Según el Gobierno filipino, la ciudad de Tacloban, una de las más afectadas por el tifón, ya cuenta con agua corriente, mientras que las principales carreteras de la localidad han quedado libres de escombros y desperdicios.
Esto facilitará aun más la entrega de agua y comida a los más necesitados en Tacloban en otras zonas del centro del archipiélago afectadas por el tifón, que causó casi 4 mil muertos, según el último balance.

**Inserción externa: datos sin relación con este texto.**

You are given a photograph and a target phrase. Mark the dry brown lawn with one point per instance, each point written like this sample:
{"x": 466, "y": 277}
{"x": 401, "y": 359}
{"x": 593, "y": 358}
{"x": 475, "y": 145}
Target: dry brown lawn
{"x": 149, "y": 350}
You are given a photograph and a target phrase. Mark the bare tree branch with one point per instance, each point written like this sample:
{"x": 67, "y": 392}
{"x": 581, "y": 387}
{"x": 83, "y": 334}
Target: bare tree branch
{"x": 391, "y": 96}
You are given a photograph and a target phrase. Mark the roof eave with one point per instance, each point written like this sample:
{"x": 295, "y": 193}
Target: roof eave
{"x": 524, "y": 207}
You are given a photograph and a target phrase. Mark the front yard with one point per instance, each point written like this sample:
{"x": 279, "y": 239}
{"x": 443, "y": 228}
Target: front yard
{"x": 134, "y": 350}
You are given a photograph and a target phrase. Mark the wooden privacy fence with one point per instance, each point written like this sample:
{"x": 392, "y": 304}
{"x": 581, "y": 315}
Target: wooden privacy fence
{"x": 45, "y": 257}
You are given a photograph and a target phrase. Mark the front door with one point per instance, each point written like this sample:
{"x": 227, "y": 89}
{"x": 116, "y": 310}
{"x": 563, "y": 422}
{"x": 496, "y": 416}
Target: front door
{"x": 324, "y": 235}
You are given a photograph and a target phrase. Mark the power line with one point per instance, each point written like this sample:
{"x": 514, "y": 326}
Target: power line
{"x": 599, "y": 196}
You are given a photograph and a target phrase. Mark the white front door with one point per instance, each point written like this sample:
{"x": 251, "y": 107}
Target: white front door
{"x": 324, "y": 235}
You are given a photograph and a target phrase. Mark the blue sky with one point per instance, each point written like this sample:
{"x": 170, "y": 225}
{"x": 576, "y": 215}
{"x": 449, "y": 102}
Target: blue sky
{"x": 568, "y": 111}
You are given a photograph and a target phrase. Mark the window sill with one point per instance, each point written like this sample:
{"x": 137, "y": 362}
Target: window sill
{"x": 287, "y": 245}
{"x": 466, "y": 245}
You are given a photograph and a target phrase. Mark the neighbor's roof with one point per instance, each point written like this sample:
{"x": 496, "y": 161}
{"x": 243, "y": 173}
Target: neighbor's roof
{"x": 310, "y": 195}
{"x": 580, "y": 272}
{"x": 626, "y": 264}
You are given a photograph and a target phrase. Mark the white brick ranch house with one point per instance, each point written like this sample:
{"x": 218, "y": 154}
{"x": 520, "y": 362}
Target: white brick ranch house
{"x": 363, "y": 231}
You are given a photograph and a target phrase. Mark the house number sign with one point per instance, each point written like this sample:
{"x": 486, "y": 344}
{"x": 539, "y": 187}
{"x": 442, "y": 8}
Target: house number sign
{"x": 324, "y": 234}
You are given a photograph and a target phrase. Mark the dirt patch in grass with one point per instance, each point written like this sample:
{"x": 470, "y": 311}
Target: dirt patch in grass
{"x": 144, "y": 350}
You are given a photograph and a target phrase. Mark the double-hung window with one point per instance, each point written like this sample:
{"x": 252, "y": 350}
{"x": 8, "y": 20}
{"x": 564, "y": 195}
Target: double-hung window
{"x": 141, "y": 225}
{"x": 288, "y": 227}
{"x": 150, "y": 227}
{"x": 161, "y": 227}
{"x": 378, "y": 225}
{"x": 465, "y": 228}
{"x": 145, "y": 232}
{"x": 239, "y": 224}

El Consejo Nacional de Gestión y Reducción de Desastres de Filipinas señaló que más de 430 mil familias ya han recibido agua y comida en la región de Bisayas Oriental y apuntó que cientos de miles más las recibirán en breve.
En algunas partes de Tacloban ya se ha restablecido la electricidad y la red telefónica ha mejorado hasta el punto que para algunas organizaciones ya no es necesario el uso de teléfonos vía satélite, como hasta ahora, confirmaron a Efe residentes de la zona.
Pero a pesar de los avances en las infraestructuras, las ONG presentes en Tacloban instaron a no ralentizar el paso de la ayuda internacional y aseguraron que aun queda mucho por hacer.
"La gente de Tacloban sigue estando muy necesitada de comida y de agua", dijo a Efe Antonio Navales, jefe del equipo de ayuda que enviado a la localidad por la ONG española Bomberos Unidos Sin Fronteras (BUSF).
"Hay organizaciones de ayuda que van a los albergues a repartir comida y agua, pero las colas que se forman son interminables, y muy probablemente lo que se está repartiendo no es suficiente", explicó Navales, que subrayó que "se necesitan todavía muchísima ayuda".
BUSF, formado por un equipo de 5 bomberos y 2 enfermeras, puso en marcha hoy una planta potabilizadora de agua para suministrar a unas 2 mil 500 personas que se encuentran en la escuela Phils Science, que se ha convertido en un centro de desplazados.